The French-Algerian writer Boualem Sansal has been pardoned and is to be released from prison, the Algerian presidential office said in a statement on Wednesday.
The move, which will mean Sansal can be transferred to Germany for medical treatment, comes after the German president, Frank-Walter Steinmeier, urged Algeria to free Sansal.
“The president of the republic decided to respond positively to the request of the esteemed president of the friendly Federal Republic of Germany,” said the Algerian statement, issued on Wednesday.
The Algerian president, Abdelmadjid Tebboune, had previously rejected French requests for Sansal to be pardoned due to his old age and health condition. Sansal, 81, suffers from prostate cancer.

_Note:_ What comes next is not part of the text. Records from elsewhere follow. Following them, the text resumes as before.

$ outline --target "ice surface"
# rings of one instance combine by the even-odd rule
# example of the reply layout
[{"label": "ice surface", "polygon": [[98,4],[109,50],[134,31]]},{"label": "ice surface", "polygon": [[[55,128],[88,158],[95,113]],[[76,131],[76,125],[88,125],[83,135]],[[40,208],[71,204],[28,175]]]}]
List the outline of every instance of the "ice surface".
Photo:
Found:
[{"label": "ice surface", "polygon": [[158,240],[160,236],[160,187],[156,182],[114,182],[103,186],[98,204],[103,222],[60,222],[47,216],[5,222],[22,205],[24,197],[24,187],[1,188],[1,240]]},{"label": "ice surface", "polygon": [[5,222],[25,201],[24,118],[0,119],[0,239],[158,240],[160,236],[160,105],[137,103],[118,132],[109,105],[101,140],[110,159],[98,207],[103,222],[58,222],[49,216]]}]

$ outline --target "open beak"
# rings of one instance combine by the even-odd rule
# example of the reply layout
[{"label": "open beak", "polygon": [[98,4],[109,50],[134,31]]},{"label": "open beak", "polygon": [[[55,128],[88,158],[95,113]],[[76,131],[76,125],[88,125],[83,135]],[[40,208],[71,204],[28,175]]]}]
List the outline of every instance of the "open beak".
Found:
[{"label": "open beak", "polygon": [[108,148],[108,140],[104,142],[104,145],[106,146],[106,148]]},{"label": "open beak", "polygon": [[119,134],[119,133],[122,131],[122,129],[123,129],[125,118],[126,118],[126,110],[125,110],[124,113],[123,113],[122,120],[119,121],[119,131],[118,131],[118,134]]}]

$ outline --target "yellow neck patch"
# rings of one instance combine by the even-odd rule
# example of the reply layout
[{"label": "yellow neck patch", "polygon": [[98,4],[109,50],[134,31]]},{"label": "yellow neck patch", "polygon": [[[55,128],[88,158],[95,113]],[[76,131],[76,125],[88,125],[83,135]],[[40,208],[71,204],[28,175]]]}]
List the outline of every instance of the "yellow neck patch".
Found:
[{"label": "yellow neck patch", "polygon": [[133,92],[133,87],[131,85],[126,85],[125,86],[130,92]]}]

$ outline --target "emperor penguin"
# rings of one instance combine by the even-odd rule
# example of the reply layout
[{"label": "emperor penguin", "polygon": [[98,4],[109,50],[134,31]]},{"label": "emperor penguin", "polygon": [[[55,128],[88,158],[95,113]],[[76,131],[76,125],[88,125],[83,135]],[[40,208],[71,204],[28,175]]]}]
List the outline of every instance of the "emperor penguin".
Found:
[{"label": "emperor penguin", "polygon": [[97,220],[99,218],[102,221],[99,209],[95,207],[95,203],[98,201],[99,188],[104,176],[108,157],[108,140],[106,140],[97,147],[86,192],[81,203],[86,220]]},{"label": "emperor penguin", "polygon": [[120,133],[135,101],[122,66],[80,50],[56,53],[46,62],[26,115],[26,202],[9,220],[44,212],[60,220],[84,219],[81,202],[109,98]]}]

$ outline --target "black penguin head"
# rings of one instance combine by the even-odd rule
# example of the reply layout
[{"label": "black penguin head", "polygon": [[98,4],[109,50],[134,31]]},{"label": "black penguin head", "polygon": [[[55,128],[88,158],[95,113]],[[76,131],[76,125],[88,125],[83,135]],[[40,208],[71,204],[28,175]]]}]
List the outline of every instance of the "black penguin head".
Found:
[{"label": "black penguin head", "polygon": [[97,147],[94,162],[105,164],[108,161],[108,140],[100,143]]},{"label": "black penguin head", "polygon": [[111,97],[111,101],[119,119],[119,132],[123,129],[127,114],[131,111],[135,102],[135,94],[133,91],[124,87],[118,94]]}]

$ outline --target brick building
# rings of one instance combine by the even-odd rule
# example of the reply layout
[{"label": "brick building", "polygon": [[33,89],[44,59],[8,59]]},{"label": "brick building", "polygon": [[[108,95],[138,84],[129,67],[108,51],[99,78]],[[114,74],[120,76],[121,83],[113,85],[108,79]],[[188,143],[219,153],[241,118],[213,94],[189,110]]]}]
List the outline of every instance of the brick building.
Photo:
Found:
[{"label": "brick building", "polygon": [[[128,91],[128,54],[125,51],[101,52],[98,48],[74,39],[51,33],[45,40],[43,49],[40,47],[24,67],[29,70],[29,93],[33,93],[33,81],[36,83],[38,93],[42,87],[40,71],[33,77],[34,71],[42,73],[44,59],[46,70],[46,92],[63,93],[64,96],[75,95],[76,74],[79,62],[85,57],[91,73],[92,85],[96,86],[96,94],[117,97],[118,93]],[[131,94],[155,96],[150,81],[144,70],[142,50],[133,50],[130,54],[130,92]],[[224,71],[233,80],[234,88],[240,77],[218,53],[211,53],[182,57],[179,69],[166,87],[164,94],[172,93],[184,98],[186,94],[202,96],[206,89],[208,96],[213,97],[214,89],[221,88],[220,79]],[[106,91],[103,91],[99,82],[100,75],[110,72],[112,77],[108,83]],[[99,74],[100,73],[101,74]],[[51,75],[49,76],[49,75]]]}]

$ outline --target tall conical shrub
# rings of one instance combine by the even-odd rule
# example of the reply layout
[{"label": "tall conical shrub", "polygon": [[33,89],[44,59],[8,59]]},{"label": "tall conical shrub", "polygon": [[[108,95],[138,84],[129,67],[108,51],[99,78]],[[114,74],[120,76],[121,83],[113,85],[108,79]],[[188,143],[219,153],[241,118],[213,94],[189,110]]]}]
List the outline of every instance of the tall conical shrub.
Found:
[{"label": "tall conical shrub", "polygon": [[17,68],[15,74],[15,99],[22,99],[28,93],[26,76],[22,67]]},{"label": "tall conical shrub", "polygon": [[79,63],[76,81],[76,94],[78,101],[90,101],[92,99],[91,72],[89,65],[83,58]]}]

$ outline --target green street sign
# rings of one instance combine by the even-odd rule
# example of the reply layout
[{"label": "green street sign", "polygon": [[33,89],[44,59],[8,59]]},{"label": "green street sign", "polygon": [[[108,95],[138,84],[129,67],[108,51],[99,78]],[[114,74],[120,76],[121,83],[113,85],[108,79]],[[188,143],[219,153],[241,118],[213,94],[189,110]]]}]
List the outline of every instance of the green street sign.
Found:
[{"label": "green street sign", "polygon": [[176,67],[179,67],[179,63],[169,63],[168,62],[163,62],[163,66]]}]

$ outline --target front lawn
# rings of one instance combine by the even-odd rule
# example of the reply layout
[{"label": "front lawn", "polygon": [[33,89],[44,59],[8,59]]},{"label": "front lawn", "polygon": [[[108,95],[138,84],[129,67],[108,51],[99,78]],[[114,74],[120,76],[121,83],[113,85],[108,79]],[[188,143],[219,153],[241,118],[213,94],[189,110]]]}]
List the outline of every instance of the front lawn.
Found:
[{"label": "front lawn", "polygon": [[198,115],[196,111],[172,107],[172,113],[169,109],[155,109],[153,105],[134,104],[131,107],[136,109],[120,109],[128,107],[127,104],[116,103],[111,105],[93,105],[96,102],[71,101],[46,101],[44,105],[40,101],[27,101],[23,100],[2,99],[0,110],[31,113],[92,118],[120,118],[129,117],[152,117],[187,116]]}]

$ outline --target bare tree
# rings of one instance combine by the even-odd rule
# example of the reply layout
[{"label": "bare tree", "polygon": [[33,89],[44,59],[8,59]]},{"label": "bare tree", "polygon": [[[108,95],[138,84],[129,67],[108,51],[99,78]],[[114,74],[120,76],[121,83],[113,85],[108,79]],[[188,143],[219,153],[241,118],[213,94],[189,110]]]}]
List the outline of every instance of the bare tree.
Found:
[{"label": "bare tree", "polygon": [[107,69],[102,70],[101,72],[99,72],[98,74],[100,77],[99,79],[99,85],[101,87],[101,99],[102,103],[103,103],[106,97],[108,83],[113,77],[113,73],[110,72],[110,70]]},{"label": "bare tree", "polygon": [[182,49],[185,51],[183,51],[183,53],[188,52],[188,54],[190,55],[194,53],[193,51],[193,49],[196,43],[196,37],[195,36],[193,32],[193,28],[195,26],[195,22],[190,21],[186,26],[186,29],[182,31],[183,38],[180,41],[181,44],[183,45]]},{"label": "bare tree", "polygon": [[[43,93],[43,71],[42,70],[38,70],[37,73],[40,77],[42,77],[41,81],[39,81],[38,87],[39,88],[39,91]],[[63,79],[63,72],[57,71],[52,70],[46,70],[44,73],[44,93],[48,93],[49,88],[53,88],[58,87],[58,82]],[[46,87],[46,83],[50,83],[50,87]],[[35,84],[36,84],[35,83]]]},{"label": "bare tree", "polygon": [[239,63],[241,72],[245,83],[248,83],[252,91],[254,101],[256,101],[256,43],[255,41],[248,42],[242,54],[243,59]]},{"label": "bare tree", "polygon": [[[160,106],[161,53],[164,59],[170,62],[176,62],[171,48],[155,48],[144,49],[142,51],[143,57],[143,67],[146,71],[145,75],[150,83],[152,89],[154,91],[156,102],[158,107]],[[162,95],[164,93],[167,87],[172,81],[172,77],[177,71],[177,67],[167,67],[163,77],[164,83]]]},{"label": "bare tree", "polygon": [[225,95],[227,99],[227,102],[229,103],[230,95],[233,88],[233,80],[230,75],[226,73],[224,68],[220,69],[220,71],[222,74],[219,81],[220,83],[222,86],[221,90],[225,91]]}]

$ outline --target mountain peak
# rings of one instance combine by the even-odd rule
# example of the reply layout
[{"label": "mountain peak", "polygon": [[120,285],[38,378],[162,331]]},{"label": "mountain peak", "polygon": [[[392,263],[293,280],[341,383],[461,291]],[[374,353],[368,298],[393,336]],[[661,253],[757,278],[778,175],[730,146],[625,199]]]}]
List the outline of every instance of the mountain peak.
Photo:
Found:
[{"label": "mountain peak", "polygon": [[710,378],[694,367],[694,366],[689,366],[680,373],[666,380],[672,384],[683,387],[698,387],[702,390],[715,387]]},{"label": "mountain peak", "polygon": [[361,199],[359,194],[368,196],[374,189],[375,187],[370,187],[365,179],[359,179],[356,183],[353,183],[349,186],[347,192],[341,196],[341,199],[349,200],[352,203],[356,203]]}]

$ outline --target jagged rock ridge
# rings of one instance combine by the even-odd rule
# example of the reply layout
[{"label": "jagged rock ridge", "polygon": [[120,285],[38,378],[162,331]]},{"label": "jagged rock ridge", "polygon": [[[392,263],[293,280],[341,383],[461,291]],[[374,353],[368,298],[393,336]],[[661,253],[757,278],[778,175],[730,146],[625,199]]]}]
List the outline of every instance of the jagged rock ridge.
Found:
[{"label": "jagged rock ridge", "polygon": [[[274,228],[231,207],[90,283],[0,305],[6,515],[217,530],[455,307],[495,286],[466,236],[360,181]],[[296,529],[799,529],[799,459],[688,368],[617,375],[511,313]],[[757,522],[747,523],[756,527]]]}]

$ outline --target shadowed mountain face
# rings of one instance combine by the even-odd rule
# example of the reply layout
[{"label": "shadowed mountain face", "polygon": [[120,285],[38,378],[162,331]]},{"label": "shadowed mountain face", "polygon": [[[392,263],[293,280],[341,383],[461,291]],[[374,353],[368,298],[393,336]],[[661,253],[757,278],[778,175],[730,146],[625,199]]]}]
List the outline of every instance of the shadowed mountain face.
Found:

A vocal critic of the Algerian regime, Sansal was arrested at Algiers airport in November last year and sentenced to five years in prison in March, on charges of undermining national unity. His arrest came shortly after commenting in an interview that France had unfairly ceded Moroccan territory to Algeria during the colonial era.
Relations between Paris and Algiers have deteriorated sharply since Macron backed Moroccan sovereignty over the Western Sahara in 2024, and there have been suggestions that the writer was being held a political hostage due to deteriorating relations between the two countries.
The French president, Emmanuel Macron, went as far as saying that Algeria was “dishonouring” itself in imprisoning the writer.
By releasing Sansal to Germany, the Algerian government has found a way out of the diplomatic standoff with its former coloniser without losing political face. Tebboune himself was treated at a hospital in Germany after falling ill with Covid-19 in 2020.
On Monday, Steinmeier said that pardoning Sansal would be “an expression of humanitarian sentiment and political foresight”, that would reflect his “years-long personal relationship to president Tebboune and the good relations between our countries”.
Over the past few months several international authors, including Salman Rushdie, Annie Ernaux and Wole Soyinka, had appealed for the Algeria-born author’s release.